Identifying and resolving any discrepancies and/or inaccuracies in cashflow, accounting records, and your bank and credit card balances is an important, if not tedious, part of business. Let’s talk through an important and not-to-be-overlooked element of accounting—bank reconciliation!
What is Bank Reconciliation?
Bank reconciliation is the process of cross-checking your accounting records against your bank or credit card records. The key purpose of this process is to ensure that your records are accurate and up-to-date, and to identify any errors either in your system or your banks.
This process is important because it is one the core ways to discover issues with your cashflow.
Below, we walk through the common issues businesses discover during bank reconciliation.
Errors and Mistakes in Data Entry
The most common version of this is out-of-order or missing digits (i.e. $1242.27 vs. $1242.74, or $850 vs. $85). This can also be misplaced decimal points ($1700 vs. $17.00), an entry that was accidentally enter twice, not entered at all, or a transaction being miscategorized and assigned to the wrong account.
Duplicate or Inaccurate Charges
A duplicate or inaccurate charge can occur in your accounts or your bank’s accounts. In your case, this is usually a transaction that is accidentally logged twice, or a data entry error that resulted in an inaccurate number. In your bank’s case, a merchant could have accidentally charged you twice, or an error with the payment facilitator could have triggered multiple charges to your card.
Checks and Deposits that Haven’t Been Processed, Have Been Held for Review, or Have Been Lost
In short, bank reconciliation commonly results in a discrepancy between your cash on hand reports and your bank records. This is usually because a check you have issued hasn’t yet been deposited or perhaps has been lost in the mail. You can also discover that a check you’ve deposited has been held for review or bounced, and any other issues that would effect your actual cash on hand vs. what your records show.
Debit and Credit Reversals and Corrections
It’s not uncommon for duplicate transactions to be discovered by the company tendering the charge and reversed on their own.

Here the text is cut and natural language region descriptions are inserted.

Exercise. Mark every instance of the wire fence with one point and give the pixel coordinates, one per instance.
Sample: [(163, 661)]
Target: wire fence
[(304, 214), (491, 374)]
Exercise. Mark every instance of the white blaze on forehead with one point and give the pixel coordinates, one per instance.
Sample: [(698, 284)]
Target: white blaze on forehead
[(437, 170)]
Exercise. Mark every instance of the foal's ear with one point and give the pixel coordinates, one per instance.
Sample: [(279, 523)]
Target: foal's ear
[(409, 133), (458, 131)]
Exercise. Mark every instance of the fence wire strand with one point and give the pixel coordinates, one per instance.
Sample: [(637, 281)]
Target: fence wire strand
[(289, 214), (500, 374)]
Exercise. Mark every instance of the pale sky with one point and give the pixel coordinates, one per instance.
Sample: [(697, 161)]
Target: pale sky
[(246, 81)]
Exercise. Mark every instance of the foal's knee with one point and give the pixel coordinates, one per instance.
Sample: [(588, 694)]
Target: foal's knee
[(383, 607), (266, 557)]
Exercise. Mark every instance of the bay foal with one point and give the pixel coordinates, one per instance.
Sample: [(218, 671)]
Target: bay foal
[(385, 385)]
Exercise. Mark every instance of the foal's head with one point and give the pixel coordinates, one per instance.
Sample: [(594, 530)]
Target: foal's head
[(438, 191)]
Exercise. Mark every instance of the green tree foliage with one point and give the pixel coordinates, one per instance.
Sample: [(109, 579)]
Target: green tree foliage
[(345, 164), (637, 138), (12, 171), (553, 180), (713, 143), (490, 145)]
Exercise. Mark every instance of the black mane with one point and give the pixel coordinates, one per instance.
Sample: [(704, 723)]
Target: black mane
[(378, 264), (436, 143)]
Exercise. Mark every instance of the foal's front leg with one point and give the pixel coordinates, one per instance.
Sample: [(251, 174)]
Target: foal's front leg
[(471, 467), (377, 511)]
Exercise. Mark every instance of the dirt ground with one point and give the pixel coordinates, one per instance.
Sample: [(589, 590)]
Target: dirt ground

But, you can also discover corrections and credit reversals. Of course, most important is to check that any returns have been logged appropriately in your accounting records, but you’ll also want to be sure these returns have cleared your bank. Many companies discover issues in this arena that ultimately throw off their records.
Fraudulent Transactions
Unfortunately, fraudulent transactions will often slip past your bank or credit card company’s fraud monitoring programs and alerts. Fraudulent transactions are typically found during the reconciliation process.
Less Common Issues That Are Identified During Reconciliation
Of course, data entry issues, double charges, and missed checks are a fairly common experience. There are, however, less common issues that are identified during reconciliation, many of which are much more serious with greater consequences. This includes:
- Embezzlement
- Fraudulent Checks
- Bank Errors
- Unaccounted for Cash Withdrawals
If you find yourself with an issue discovered during account reconciliation, it’s important to speak with your team. However, it’s a good practice to bring in an external CPA to review your records before indicating there is a problem to your team.
Conclusion
It’s important to remember that errors sometimes occur in accounting. Reconciling your bank and credit card statements is the best way to ensure the records you are using to make key business decisions are accurate and reliable. This process is also a great indicator of areas of your business and accounting process that might require new systems and workflows.